Monde
Téhéran sollicite une reprise du dialogue nucléaire avec Washington
Dans un contexte de fortes tensions régionales, le gouvernement iranien a initié des démarches en vue de rouvrir des négociations directes avec les États-Unis sur son programme nucléaire. Cette ouverture intervient alors que la pression internationale sur la République islamique ne faiblit pas.
Selon des informations officieuses, le président Massoud Pezeshkian aurait donné des instructions pour engager des pourparlers avec l’administration américaine. Aucun calendrier précis n’a cependant été communiqué. Cette initiative diplomatique survient après une série de déclarations croisées entre les deux capitales, marquées par des menaces mais aussi par des appels à la désescalade. Le président américain a récemment exprimé son espoir de parvenir à un arrangement, une position que certains cercles à Téhéran semblent désormais vouloir explorer.
Les canaux de communication directs étant rompus depuis la révolution de 1979, plusieurs États de la région agiraient comme intermédiaires pour faciliter les échanges. Des consultations préliminaires auraient ainsi eu lieu avec l’Égypte, l’Arabie saoudite et la Turquie. Le porte-parole du ministère des Affaires étrangères iranien a indiqué que les modalités pratiques et le cadre de ces discussions étaient en cours de finalisation. Il a par ailleurs fermement démenti que son pays ait reçu ou accepté le moindre ultimatum de la part de Washington.
Les divergences de fond restent toutefois substantielles. Les précédentes tentatives de négociation, interrompues au printemps 2025, avaient échoué sur la question centrale du niveau d’enrichissement d’uranium. Les États-Unis exigent un arrêt complet de ces activités, une demande rejetée par l’Iran qui invoque son droit au développement nucléaire civil dans le cadre du Traité sur la non-prolifération. Le ministre iranien des Affaires étrangères a toutefois affirmé partager l’objectif américain d’empêcher la prolifération d’armes atomiques, conditionnant un éventuel accord à une levée complète des sanctions économiques.

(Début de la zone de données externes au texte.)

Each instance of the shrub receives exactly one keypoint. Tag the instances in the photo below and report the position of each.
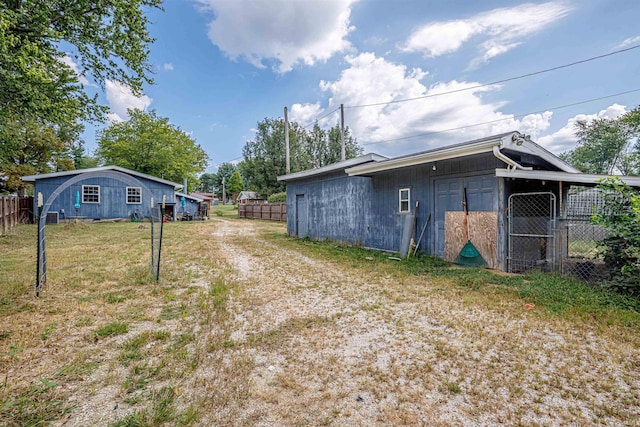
(621, 250)
(278, 198)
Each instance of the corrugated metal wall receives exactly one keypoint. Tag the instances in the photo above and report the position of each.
(364, 210)
(112, 197)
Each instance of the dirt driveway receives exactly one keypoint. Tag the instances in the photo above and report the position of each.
(266, 332)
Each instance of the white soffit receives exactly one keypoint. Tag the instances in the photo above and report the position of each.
(579, 178)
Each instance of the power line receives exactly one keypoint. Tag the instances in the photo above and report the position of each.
(501, 120)
(320, 118)
(497, 81)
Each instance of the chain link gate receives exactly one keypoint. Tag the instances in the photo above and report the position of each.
(532, 218)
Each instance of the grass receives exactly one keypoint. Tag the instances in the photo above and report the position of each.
(260, 328)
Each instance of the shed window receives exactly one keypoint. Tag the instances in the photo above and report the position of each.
(90, 194)
(134, 195)
(404, 199)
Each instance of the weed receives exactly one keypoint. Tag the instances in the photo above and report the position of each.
(112, 329)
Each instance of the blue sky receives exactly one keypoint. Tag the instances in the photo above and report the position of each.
(222, 66)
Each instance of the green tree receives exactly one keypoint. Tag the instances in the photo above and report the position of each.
(235, 185)
(605, 145)
(29, 147)
(108, 39)
(225, 171)
(264, 156)
(621, 250)
(150, 144)
(207, 182)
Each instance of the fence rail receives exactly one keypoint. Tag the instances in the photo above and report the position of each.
(270, 211)
(9, 212)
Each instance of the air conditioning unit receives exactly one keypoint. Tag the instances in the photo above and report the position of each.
(52, 218)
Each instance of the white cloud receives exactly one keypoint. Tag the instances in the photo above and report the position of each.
(304, 114)
(370, 80)
(120, 98)
(630, 41)
(286, 32)
(502, 28)
(564, 139)
(67, 60)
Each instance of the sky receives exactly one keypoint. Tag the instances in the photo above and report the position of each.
(222, 66)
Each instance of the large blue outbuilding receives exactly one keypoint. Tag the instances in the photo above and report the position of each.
(372, 201)
(103, 193)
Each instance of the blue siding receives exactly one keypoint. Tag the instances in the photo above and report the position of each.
(112, 197)
(364, 210)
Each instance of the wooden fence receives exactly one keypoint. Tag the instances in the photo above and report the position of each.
(9, 212)
(269, 211)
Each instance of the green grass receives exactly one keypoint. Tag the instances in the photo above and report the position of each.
(224, 211)
(558, 295)
(112, 329)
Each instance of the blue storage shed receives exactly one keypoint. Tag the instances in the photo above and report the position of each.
(107, 192)
(188, 205)
(369, 200)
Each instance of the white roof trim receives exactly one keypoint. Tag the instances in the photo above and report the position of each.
(187, 196)
(33, 178)
(580, 178)
(512, 141)
(371, 157)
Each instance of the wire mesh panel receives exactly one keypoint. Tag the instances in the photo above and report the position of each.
(581, 258)
(531, 232)
(156, 240)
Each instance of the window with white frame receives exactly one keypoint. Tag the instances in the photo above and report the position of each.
(90, 194)
(134, 195)
(404, 199)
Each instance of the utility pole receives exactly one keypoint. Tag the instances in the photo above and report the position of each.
(343, 154)
(223, 191)
(286, 141)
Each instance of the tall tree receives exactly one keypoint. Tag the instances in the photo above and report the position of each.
(264, 156)
(207, 182)
(225, 171)
(108, 38)
(150, 144)
(40, 43)
(235, 185)
(29, 147)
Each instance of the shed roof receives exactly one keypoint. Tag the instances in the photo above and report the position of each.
(509, 141)
(34, 178)
(576, 178)
(248, 195)
(188, 196)
(360, 160)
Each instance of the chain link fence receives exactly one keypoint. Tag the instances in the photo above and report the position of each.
(580, 254)
(531, 218)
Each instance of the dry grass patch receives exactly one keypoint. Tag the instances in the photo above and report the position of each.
(250, 327)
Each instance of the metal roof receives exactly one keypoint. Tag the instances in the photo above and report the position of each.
(514, 141)
(187, 196)
(367, 158)
(33, 178)
(578, 178)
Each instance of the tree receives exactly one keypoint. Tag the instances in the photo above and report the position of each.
(29, 147)
(621, 249)
(605, 145)
(108, 38)
(225, 171)
(264, 156)
(207, 182)
(235, 185)
(150, 144)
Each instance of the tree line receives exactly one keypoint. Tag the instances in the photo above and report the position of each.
(264, 156)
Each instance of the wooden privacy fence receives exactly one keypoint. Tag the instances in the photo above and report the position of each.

Cette ouverture diplomatique se produit dans un climat intérieur extrêmement tendu. Les autorités ont annoncé l’arrestation de plusieurs ressortissants étrangers, accusés d’avoir pris part à des troubles. Le bilan humain des récentes manifestations, selon des organisations de défense des droits humains, serait très lourd, avec des milliers d’arrestations et un nombre important de victimes. Un chiffre que les autorités contestent, attribuant la majorité des décès à des actes de terrorisme.
Sur le plan international, les relations avec l’Europe se sont également dégradées. Téhéran a convoqué les ambassadeurs européens après la désignation des Gardiens de la Révolution comme organisation terroriste par plusieurs capitales. Le porte-parole de la diplomatie iranienne a qualifié cette mesure de représailles préliminaires, menaçant de prendre d’autres initiatives. Il a par ailleurs rejeté avec fermeté les récentes déclarations du chef de la diplomatie française, estimant que Paris n’avait aucune légitimité à s’immiscer dans ce processus.